When it comes to building software, our end users are the key to what we build. Most developers and project managers will focus on the use cases are for their software. So whatever is done, it is seen from the eye of the user. Likewise, when a database professional gets deployed into a customer location, they may hear comments from end users such as, “It is slow,” or, “The software is not responsive,” or, “It just hangs!”. However generic these comments may be, we are expected to solve the problem for the customers who are paying us for the software we sold. Solving the root cause of these problems can be challenging, because the issues may not even be in our software but the way the environment is setup.
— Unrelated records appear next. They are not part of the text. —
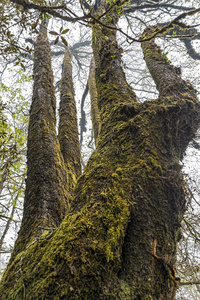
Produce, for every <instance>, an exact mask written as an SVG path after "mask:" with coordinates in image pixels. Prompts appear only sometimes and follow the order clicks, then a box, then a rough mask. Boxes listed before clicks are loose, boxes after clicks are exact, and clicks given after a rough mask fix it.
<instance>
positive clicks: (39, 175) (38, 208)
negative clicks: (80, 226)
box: [14, 20, 69, 252]
mask: <svg viewBox="0 0 200 300" xmlns="http://www.w3.org/2000/svg"><path fill="white" fill-rule="evenodd" d="M33 74H34V87H33V97H32V105H31V110H30V120H29V129H28V143H27V147H28V153H27V181H26V191H25V201H24V215H23V221H22V226H21V230H20V233H19V237H18V240H17V245H18V246H16V247H15V250H17V252H18V251H21V250H22V249H24V246H25V245H27V242H28V243H29V242H30V241H31V239H32V238H33V239H34V238H35V237H36V236H37V235H38V233H41V232H42V229H41V227H57V226H59V225H60V223H61V221H62V220H63V218H64V216H65V214H66V212H67V207H68V203H67V202H68V197H69V196H68V192H67V188H66V170H65V165H64V160H63V158H62V156H61V152H60V146H59V143H58V140H57V136H56V130H55V125H56V116H55V111H56V98H55V92H54V87H53V74H52V70H51V57H50V46H49V42H48V39H47V29H46V21H45V20H44V21H43V22H42V24H41V27H40V33H39V35H38V38H37V40H36V43H35V54H34V71H33ZM15 250H14V252H15Z"/></svg>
Recently, I was lucky enough to be part of one such query from a customer. On deeper inspection, I discovered the solution in a completely different direction than I had originally considered. In this case, the SQL Server DBA reported that the systems were slowing down intermittently and he needed to know why and how to resolve the issue.
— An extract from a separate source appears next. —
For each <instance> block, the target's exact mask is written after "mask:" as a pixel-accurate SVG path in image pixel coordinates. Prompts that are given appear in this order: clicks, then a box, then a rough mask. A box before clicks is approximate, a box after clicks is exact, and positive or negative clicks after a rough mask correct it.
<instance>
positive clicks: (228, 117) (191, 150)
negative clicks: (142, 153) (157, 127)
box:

Here’s how I approached this issue:
Start troubleshooting: pinpointing the root cause
There are a number of tools available to help you pinpoint the root cause of performance issues (including SolarWinds Database Performance Analyzer), and I took a structured approach to solving. You must also look at these strategies when you get into troubleshooting.
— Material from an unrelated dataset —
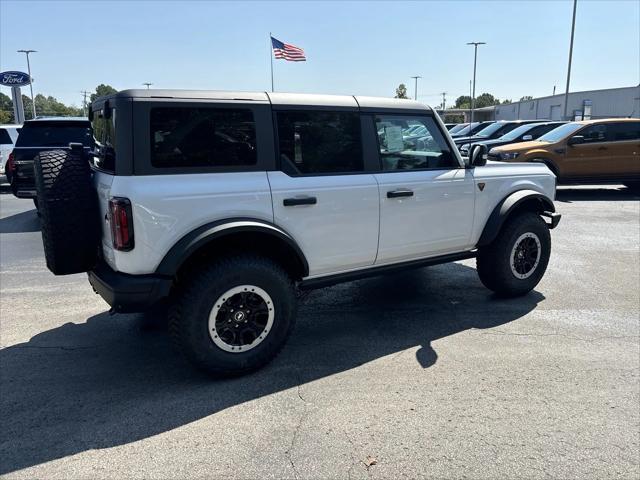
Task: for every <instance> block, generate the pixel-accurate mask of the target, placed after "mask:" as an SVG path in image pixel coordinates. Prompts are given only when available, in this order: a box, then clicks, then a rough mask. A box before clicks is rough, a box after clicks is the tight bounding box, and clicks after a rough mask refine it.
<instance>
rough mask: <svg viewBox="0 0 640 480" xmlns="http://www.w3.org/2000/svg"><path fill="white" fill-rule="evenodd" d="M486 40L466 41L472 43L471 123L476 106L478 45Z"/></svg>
mask: <svg viewBox="0 0 640 480" xmlns="http://www.w3.org/2000/svg"><path fill="white" fill-rule="evenodd" d="M486 44H487V43H486V42H468V43H467V45H473V47H474V51H473V93H472V94H471V123H473V111H474V110H475V108H476V64H477V63H478V45H486Z"/></svg>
- Many DBAs may start with Perfmon. Perfmon may tell you about disk pressure, but be sure to ask if this positively identifies the issue as being related to the disks. Remember that servers can have a lot of issues, and you must stay focused on where the real problem is. If you don’t, you may end up fixing a perceived problem that does nothing to address the true end user’s pain.
- We checked Activity monitor. We noticed a large number of PAGELATCH waits. If you look at processes, you may see a large number of processes waiting for PAGELATCH_SH and PAGELATCH_UP on resources 2:1:3 and sometimes on 2:1:1. For us, this was a significant hint that we were moving in the right direction.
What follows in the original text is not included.